You can always count on Flake to say something vaguely ethical and then do whatever will most directly undermine it. Most recently, you may remember him for giving an impassioned soundbite in support of Christine Blasey Ford, the woman who accused Supreme Court nominee Brett Kavanaugh of assault, … and then immediately voting to confirm Kavanaugh to the court. You may also recall him speaking out against the Republican tax reform effort last December … and then immediately voting to make it law.

Conflict-resolution theory, according to Kim Kardashian West’s makeup artist, dictates that when you are disappointed in someone’s behavior, you should mention some of their good qualities so that it’s clear you are viewing them in a balanced way. Here we go: Jeff Flake has very nice teeth. On Sunday, Flake showed off his excellent chompers while giving the following vacuous reaction to the recent, upsetting U.N. climate change report to Stephanopoulos on ABC’s The Week:

“There’s been more recognition [of the need for climate action] among Republicans, but the administration hasn’t taken the view of some of us that this is something we really need to deal with along with the rest of the world and address this. It’s going to be challenging — obviously, that report that came out was pretty dire. But I think there’s things we can do and should do, and Republicans need to be at the forefront if we want to keep our place and keep our seats.”

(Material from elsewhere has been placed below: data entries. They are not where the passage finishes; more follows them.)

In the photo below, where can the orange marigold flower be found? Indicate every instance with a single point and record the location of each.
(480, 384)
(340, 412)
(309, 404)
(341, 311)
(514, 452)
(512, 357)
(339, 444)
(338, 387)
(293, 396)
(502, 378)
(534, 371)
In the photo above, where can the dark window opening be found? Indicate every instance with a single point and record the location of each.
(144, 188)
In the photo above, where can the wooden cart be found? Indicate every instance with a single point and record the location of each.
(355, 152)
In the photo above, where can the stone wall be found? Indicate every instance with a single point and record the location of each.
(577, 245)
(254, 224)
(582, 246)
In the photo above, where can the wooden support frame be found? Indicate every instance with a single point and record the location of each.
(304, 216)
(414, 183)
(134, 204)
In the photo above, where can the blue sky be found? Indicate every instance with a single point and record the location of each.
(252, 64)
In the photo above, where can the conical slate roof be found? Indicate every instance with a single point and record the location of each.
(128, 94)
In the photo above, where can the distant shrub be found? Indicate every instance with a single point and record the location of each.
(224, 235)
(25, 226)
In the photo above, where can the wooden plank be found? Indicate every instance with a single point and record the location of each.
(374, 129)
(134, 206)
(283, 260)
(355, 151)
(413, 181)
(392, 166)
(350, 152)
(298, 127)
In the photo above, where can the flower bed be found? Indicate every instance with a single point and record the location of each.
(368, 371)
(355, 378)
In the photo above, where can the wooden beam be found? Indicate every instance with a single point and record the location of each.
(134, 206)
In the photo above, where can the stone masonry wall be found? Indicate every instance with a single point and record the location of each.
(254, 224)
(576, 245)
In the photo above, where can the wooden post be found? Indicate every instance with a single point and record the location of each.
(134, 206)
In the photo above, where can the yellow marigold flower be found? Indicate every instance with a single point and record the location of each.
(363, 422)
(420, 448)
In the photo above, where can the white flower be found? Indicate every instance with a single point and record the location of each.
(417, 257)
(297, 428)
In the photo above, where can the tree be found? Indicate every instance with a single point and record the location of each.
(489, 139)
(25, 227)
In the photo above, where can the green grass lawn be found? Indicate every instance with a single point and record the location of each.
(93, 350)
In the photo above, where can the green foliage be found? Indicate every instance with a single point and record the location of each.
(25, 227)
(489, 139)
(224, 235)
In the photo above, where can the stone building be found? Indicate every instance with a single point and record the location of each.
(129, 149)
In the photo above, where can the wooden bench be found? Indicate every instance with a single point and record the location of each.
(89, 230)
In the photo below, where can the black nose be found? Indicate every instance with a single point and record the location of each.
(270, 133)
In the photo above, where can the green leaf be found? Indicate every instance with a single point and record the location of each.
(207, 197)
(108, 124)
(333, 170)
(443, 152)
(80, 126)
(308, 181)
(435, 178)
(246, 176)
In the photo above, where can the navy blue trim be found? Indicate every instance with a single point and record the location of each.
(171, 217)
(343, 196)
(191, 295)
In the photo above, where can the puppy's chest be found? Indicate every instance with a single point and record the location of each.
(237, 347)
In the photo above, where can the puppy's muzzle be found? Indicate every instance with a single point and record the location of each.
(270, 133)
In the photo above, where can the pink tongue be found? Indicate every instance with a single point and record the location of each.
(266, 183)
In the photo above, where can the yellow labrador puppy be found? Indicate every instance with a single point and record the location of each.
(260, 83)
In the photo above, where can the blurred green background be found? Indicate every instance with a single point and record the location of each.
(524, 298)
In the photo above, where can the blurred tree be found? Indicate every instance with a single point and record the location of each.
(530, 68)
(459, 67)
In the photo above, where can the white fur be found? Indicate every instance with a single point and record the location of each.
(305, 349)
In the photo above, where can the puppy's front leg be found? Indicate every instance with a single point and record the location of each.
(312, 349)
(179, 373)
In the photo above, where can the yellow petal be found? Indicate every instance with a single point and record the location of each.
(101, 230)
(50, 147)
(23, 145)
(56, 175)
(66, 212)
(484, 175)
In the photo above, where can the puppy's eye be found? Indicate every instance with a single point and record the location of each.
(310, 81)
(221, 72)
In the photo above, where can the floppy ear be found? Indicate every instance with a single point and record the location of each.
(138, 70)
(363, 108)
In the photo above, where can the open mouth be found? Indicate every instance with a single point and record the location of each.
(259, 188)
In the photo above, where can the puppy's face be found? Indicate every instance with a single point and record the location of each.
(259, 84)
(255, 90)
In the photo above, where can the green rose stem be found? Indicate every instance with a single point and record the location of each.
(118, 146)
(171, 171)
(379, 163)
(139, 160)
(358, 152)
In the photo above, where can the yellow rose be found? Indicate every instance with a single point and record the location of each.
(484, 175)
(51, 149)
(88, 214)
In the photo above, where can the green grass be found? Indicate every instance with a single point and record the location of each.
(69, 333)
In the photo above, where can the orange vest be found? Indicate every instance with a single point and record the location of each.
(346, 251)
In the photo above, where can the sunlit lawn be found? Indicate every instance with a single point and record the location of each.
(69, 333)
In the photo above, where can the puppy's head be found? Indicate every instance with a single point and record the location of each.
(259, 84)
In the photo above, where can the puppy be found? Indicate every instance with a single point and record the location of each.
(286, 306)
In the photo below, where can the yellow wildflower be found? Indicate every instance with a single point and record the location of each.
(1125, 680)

It is true that Republican officials have not been particularly proactive on the matter of climate change, to say the least. Just this weekend, in the aftermath of the “dire” IPCC report, President Trump’s economic advisor Larry Kudlow stopped just short of calling the assessment a “scare tactic.” And Flake’s colleague Marco Rubio, who represents Florida, where Hurricane Michael made its devastating landfall this past week, said he did not want to “destroy our economy” to combat climate change.

As a U.S. senator in a majority party, Jeff Flake is one of the one hundredth of one percent of humans in the world who can have a real, direct, tangible influence on slowing climate change. While he’s not seeking re-election this year, here is what he’s done with that position of power: He voted to confirm Rex Tillerson, Rick Perry, and Ryan Zinke to Trump’s cabinet. He voted against restricting methane pollution, incentivizing energy-efficient homes through the mortgage market, and banning fossil fuel drilling in the Arctic Refuge. He has a 8 percent pro-environmental voting record, according to the League of Conservation Voters.

Now that he’s made public comments about the need to take on climate change, I look forward to Jeff Flake’s upcoming vote to build more coal plants on top of whales.